La rete a banda larga, strumento volto a garantire una connessione a elevata velocità, dovrebbe rientrare nel concetto europeo di “servizio universale”, nel senso che gli Stati dovrebbero garantire ai cittadini un valore minimo di banda così da uniformare le condizioni di accesso alla rete e consentire la neutralità di quest’ultima.

Una volta assicurato l’accesso, si dovrebbero poi assicurare la sicurezza e l’integrità della rete, caratteri fondamentali per aumentare la fiducia del cittadino nell’utilizzo delle tecnologie digitali. Uno degli ostacoli più significativi all’ottimale funzionamento di un mercato digitale unico è rappresentato dall’idea che le transazioni on-line non siano sicure, in quanto i dati trasmessi durante la transazione si tema che vengano utilizzati abusivamente. L’Italia auspica di arrivare, in tempi brevi, all’approvazione della Direttiva “Network & Information Security” (NIS); tuttavia, a opinione di chi scrive, la trasparenza e la sicurezza sono valori imprescindibili e fondamentali, che vengono ancor prima dello stesso diritto di accesso alla rete: pertanto, lo strumento di regolazione potrebbe e dovrebbe essere il Regolamento, così da imporre protocolli di sicurezza minimi in via diretta e obbligatoria.

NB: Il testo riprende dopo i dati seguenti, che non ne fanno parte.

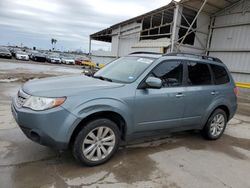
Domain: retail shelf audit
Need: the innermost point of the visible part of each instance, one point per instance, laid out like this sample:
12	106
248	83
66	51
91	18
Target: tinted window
220	74
125	69
198	74
170	72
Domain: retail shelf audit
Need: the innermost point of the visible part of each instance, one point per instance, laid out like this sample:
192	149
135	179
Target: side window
220	74
198	74
170	72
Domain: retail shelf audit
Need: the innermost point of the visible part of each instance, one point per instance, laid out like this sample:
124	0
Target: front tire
215	125
97	142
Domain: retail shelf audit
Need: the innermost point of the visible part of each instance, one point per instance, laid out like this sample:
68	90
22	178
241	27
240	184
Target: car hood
66	86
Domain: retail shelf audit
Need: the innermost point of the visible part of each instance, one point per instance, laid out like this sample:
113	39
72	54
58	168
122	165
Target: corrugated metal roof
212	7
163	42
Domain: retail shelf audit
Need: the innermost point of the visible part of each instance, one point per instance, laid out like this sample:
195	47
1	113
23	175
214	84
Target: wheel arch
111	115
224	107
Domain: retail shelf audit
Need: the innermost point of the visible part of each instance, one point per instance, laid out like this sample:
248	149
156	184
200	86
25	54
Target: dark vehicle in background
21	55
67	59
78	60
37	56
53	58
5	53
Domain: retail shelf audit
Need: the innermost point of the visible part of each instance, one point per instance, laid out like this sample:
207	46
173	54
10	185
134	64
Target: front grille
21	98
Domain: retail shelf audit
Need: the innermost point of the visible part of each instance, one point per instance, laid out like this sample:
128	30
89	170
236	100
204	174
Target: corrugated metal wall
129	35
231	42
200	41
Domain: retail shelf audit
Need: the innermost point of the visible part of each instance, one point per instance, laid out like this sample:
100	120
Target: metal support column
90	40
118	42
176	12
191	25
209	39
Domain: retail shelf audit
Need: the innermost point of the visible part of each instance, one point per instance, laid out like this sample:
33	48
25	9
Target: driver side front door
161	108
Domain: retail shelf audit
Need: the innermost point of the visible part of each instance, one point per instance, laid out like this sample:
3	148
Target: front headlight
42	103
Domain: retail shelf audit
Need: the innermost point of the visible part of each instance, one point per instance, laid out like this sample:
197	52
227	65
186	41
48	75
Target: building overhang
211	8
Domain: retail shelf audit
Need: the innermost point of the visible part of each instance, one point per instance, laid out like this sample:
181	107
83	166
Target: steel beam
191	25
228	7
176	12
90	40
209	39
231	25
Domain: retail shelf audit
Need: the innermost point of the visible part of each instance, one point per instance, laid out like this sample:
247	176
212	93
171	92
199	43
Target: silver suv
134	95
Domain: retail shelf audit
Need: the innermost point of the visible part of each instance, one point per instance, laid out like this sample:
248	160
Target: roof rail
196	56
154	53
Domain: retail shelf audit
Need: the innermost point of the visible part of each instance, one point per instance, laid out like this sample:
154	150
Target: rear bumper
50	127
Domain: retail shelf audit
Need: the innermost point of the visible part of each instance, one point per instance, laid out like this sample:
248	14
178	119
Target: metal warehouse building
219	28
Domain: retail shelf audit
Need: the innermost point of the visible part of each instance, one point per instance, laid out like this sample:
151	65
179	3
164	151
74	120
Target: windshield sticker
144	60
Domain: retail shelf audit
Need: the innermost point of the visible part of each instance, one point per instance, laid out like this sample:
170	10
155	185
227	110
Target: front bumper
51	127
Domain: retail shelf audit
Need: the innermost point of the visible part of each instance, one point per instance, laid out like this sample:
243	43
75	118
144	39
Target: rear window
220	74
198	74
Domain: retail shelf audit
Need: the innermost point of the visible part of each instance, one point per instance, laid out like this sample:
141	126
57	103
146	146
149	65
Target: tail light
235	90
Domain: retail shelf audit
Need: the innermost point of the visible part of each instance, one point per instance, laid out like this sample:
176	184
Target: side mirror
153	82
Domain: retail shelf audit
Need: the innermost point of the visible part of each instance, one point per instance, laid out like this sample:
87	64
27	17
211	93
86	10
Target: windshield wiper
103	78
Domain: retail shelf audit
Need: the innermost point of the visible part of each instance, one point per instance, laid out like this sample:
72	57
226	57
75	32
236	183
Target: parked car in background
88	63
67	59
78	60
37	56
132	97
53	58
21	55
5	53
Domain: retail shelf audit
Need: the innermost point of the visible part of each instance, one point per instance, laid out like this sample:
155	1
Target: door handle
214	92
178	95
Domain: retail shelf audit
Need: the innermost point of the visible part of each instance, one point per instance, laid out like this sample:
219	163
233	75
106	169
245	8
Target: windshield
125	69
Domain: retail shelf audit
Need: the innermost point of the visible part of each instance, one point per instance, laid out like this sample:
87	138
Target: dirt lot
178	160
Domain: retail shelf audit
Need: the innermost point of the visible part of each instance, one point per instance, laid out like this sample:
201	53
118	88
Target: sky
35	22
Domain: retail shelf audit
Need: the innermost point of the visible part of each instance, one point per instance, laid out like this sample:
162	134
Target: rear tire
97	142
215	125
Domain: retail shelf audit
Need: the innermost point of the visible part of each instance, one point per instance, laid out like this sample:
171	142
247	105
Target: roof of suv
178	54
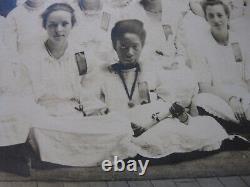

Un particolare accento è dato, poi, al settore imprenditoriale: si parla, in particolare, delle start-up ad alto potenziale innovativo, in favore delle quali l’Unione Europea ha stanziato numerosi fondi a titolo di finanziamento. L’importanza delle start-up, innovative e non, nel contesto di un mercato unico digitale europeo, gioca sull’idea di creare una “manifattura digitale”: le imprese dovrebbero poter contare su sistemi di coordinamento, nei quali inserirsi per operare in diversi stadi di un’unica filiera produttiva. In altre parole, non si dovrebbe più parlare di singole imprese ma di fabbriche digitali, capaci di attrarre i flussi d’investimento internazionali; a tal fine, affinchè si possa incoraggiare questo coordinamento di singole realtà, sarebbe necessario ridurre gli oneri (burocratici e non) di avvio delle imprese e armonizzare la normativa fiscale, in modo da alleggerirla il più possibile. Questi i passi che l’Italia individua per realizzare un “hub dell’innovazione” a livello europeo.

Sulla cultura e istruzione digitale si è sempre parlato tanto, ritenendo che l’utilizzo delle risorse digitali sia talvolta minato da deficit conoscitivi in merito. Per questo l’Italia e l’Europa inseriscono l’alfabetizzazione e le competenze di settore tra gli aspetti su cui investire per la creazione del mercato unico digitale europeo.

In altre parole, l’obbiettivo dell’Unione Europea è che possa addivenirsi a una digitalizzazione a 360 gradi, quale nuovo universo in cui operare e con cui confrontarsi. In effetti, l’era del digitale è quella presente e l’web è l’unico strumento in grado di far comunicare realtà distanti creandone, dal contatto, di nuove e ulteriori.

Concludendo, non possiamo estraniarci dall’idea che la digitalizzazione costituisca lo strumento in grado di consentire all’Europa di divenire un polo di investimenti nel mercato globale; nel contempo, ciò può avvenire a patto che la libertà di mercato si accompagni e si fondi sulla libertà dei singoli operatori economici, indipendente dallo Stato di provenienza e destinazione.